HYDERABAD, Pakistan: On her 99th birthday in May 2017, Dharam Mukhi sat thousands of miles away in the United States when her family unveiled an extraordinary gift: a video chronicling three centuries of the Mukhi family’s legacy and the painstaking restoration of her childhood home in Sindh, Pakistan.
The video brought back the carved wooden galleries, the Italian cupola and the marble staircase of the mansion she had left behind when her family left Hyderabad during the Partition of the Indian Subcontinent in 1947 and the violence and upheaval that followed.
“I feel like I am back home,” she told her son, Dr.
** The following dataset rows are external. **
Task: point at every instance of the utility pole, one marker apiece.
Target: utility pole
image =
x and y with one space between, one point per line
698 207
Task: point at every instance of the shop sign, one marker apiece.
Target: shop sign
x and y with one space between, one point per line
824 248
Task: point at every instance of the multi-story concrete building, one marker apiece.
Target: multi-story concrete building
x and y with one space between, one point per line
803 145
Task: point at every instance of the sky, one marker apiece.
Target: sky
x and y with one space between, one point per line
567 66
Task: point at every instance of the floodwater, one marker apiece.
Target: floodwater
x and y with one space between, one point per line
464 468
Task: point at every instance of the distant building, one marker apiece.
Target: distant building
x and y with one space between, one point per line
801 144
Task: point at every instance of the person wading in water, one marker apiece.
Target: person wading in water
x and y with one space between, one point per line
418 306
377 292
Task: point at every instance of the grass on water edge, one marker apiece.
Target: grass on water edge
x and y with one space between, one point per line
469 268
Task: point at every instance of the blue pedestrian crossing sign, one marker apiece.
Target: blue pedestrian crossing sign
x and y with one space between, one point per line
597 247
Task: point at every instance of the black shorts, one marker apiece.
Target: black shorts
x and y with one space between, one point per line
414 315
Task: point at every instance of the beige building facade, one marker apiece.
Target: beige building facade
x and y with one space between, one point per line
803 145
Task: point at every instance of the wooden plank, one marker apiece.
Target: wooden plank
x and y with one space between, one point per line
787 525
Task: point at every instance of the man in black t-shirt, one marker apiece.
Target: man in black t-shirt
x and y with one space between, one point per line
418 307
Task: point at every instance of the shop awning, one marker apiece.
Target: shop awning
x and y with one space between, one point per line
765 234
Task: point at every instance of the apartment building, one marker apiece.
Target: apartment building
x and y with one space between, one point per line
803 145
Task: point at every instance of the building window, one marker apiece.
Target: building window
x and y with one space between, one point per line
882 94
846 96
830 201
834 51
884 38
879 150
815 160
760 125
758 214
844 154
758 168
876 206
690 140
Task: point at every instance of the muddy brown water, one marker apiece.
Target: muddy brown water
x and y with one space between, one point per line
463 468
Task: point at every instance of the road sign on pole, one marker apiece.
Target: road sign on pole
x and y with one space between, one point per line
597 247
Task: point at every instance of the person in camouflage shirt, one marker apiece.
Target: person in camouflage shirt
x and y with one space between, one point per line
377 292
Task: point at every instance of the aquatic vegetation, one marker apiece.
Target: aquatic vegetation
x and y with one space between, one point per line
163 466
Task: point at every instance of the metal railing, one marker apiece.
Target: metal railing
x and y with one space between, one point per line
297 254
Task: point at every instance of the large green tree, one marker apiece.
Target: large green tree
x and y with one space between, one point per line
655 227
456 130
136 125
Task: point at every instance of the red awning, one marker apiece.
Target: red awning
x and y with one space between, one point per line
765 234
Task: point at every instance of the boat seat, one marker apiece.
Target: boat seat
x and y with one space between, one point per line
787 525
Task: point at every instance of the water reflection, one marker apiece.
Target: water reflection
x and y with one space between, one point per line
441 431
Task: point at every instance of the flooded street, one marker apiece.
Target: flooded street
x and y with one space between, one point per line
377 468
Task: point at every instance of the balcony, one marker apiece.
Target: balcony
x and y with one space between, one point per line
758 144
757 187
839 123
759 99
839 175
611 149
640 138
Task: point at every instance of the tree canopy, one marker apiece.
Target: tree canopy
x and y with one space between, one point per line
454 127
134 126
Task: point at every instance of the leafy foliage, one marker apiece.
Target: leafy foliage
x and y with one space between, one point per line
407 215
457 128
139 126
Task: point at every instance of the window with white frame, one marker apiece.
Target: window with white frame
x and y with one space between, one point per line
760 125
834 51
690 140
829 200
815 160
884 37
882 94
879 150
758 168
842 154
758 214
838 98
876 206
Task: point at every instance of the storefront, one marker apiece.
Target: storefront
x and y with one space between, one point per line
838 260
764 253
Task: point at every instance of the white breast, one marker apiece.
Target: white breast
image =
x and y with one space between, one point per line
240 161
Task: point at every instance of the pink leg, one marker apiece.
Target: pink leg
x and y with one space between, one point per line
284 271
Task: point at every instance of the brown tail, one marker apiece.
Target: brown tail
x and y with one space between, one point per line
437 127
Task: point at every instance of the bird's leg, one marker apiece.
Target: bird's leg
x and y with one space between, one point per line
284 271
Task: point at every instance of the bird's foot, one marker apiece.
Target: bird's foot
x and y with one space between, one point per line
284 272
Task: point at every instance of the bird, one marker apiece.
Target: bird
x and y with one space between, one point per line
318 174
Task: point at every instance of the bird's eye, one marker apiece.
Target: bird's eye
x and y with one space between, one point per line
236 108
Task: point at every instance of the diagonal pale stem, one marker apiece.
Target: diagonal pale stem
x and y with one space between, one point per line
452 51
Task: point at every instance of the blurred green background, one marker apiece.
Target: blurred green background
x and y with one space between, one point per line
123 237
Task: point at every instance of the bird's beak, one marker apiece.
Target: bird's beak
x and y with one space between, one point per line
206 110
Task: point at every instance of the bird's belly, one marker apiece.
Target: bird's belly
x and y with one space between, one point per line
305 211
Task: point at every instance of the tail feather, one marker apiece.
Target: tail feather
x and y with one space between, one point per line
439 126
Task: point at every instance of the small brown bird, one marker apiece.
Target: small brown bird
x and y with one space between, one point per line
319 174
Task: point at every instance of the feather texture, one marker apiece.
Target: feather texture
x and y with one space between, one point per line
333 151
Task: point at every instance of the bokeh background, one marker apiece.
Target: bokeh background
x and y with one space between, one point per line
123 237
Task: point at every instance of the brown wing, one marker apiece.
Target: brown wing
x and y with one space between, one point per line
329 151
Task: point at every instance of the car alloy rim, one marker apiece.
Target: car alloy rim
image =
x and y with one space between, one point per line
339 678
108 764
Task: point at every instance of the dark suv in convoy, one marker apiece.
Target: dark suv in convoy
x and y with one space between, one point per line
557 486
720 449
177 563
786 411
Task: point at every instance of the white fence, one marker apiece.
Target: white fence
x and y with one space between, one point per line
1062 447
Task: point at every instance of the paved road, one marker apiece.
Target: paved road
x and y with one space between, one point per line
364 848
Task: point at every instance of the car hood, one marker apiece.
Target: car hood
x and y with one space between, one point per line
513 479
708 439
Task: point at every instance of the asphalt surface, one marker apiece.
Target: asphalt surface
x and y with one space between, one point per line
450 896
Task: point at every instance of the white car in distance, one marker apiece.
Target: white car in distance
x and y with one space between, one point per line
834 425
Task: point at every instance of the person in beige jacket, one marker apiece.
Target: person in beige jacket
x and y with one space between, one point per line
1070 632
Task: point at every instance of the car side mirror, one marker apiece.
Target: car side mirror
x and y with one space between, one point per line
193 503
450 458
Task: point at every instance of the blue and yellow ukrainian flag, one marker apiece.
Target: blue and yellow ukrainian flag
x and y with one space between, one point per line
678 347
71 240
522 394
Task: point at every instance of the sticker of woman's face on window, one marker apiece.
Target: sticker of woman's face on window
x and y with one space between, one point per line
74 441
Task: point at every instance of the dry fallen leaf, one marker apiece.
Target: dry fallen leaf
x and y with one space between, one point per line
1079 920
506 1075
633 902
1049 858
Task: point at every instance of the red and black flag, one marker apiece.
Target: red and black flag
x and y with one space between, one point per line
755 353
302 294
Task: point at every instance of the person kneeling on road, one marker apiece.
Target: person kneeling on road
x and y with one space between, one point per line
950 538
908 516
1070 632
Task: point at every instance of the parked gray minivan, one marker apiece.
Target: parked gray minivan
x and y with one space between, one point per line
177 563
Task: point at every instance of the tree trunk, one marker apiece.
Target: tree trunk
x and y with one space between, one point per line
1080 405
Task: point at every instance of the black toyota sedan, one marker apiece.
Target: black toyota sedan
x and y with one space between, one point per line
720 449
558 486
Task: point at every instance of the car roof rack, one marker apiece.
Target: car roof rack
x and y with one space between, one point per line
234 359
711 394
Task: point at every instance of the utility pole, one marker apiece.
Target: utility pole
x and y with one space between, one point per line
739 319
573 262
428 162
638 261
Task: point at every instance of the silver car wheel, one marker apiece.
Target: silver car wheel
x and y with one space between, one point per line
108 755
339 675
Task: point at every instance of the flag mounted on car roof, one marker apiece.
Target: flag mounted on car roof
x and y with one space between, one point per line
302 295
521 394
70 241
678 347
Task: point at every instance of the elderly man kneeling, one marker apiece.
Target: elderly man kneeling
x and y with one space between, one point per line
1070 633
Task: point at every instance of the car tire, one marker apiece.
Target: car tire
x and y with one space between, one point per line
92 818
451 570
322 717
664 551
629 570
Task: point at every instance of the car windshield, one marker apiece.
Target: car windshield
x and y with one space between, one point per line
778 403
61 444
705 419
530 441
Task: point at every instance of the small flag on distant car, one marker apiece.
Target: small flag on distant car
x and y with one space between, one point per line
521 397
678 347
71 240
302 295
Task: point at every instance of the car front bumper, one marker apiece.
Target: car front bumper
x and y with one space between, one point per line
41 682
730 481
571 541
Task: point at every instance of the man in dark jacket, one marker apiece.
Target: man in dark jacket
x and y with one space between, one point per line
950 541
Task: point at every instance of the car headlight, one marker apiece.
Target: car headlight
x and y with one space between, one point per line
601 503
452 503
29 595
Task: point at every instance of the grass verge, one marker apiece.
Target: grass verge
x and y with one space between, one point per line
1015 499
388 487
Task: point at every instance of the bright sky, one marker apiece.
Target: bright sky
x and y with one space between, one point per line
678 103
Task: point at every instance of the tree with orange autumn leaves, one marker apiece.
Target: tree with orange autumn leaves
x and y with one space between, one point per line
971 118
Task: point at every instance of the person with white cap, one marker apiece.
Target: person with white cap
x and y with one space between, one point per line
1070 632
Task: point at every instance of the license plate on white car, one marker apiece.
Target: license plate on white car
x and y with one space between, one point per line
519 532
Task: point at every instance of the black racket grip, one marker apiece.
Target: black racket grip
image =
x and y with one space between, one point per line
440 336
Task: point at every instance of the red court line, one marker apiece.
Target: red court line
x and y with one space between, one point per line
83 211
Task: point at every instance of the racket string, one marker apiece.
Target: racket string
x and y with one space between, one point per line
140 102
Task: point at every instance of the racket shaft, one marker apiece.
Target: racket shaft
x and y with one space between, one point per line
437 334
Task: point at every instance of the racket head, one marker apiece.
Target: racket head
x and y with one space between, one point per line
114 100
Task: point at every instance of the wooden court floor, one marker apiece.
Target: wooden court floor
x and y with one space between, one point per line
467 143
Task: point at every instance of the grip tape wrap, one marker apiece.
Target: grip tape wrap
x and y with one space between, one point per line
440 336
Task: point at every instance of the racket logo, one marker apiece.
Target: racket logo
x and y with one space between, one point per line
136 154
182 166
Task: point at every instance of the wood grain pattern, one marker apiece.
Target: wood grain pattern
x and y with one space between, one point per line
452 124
Suresh Bhavnani. Twenty days later, she passed away.
The picture taken on August 20, 2025, shows Mukhi House in Hyderabad, Pakistan. (AN photo)
Built in 1921 by her uncle Jethanand Mukhi, a Hindu politician and philanthropist, the three-story Mukhi House was more than a residence. With its Corinthian columns, mosaic floors, stained glass, and frescoed walls, it stood as a palace at the heart of Hyderabad. Its halls hosted luminaries of the era — Indian National Congress leader Jawaharlal Nehru and Sindh’s pre-Partition chief minister, Ghulam Hussain Hidayatullah, among others.